Thursday, October 13, 2005

Ok - so just on the rocks. But the expectation is for me to change and be under the thumb. Temper ban for me with the threat of cessation of contract, yet I know it will go on and on for her. General level and then PMT- almost two weeks of the østrogen-progesterone battle, one week bleeding...what is in between is subject to ego.

I hate it. Knowing I have to bend and bite my lip while she raves on at me. I used to be a peace keeper and for that anyone can read 'failure in relationships' because in avoiding conflict it merely postpones it.

It's about freedom, and if I want to loose my temper or go out then I will. We in this age wait too long to setttle down and get too aclimatised to choice luxury. The transition from dating and holiday bonding to 'same dewelling', bide-in, is tough and usually brought on by a litttle happy accident- or the sound of her bio-life clock tick-tocking each career move.

What happened to all those years? Late twenties. Bang, woof. Gone in a series of could-have-beens and long distance romances. The romance is the travel, the separation and the neophilia. What is underneath is just the same but emotions get a little carried away with the gettting on and off planes thing. Saying bye bye on another marble concourse.

All the space. It just gives you more space. You commit, holidays are booked up, visa cards are near limit - sensible pay down timetable- and you have bought your place because you know she does the same. You are booked out for those passing interests you used to putt dodnw as nnotthces on the bed post. No need to impress anyone or find out if dipping your meatt in some other squelchy flesh is novel. But even more time to do your own thing.

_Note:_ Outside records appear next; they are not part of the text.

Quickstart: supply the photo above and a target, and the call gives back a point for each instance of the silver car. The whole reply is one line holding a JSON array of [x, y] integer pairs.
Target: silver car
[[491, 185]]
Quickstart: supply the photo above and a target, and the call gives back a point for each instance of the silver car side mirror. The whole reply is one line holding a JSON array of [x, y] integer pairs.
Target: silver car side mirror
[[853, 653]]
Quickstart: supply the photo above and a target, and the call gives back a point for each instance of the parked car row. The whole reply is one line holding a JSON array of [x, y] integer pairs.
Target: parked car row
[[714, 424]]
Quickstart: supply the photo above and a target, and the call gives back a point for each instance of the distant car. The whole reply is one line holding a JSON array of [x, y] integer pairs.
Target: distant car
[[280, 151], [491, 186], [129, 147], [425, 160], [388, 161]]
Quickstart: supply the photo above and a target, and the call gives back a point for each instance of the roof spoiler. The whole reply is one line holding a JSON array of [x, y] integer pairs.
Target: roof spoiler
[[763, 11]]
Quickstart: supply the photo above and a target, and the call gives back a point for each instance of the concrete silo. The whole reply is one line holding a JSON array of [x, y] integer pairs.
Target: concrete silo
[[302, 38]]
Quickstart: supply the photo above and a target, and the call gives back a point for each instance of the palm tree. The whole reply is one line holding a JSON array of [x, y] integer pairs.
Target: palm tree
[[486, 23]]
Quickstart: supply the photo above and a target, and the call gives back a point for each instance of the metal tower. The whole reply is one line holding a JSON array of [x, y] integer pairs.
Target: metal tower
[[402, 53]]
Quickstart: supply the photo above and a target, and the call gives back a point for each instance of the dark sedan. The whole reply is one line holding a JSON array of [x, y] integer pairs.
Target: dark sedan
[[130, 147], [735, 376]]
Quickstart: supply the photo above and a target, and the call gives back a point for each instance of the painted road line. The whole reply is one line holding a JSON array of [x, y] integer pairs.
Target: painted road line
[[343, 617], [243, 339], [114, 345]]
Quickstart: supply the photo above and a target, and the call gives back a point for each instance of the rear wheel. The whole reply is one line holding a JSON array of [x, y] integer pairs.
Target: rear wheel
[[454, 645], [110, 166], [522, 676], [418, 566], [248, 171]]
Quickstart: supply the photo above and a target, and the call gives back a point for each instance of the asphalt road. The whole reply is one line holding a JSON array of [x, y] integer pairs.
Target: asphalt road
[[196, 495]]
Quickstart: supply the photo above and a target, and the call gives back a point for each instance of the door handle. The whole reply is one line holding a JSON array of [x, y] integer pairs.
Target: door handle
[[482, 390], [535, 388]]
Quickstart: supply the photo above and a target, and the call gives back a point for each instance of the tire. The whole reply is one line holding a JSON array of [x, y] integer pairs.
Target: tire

You don't really want to be that lonely guy- oh I'm nott really looking, just on thte lash with some mates- in the over-noisy nightclub. Scene of the flash dressed, skinny body shouter- all kroppspråk and no substance. Trophy hunters whom the odd, beautiful yet nice girl gets cinicised by. Oh god Morrisey you misery you were masterly with your summary.

You don't let yourself get paranoid with good long distance and a culture change either. Can't afford to or you will go mad. You give good old fashioned trust and hope she does the reciprocal and you forget about those coffee breaks she goes to with male digital animators or her divorced persuantee.

So after the distance, the elastic stretches and only two things can happen at the two year iin point- now thirty something, gasp that disco scene. Friends speed dating others holding out for that perfect one. The elastic for this two year stretch can either snap, and all is lost: flights, god that was why the graduate debt stood fast on interest minimum capital pay down you fools.

Then it can ping. One side of the sea, the other or hey a new start together elsewhere. Endless holiday or 'travel' - wanderlust sated by a seal of double jeopardy. Recipe for stress. But ping you will to her family side no doubt. You fish out of water must now make a new mark.

So take my word in your shell like and make her move to your country and don't stay on the backfoot all your life, waitting for a look-in with the new circles before you have let the roots of togethernness grow on your own terroir.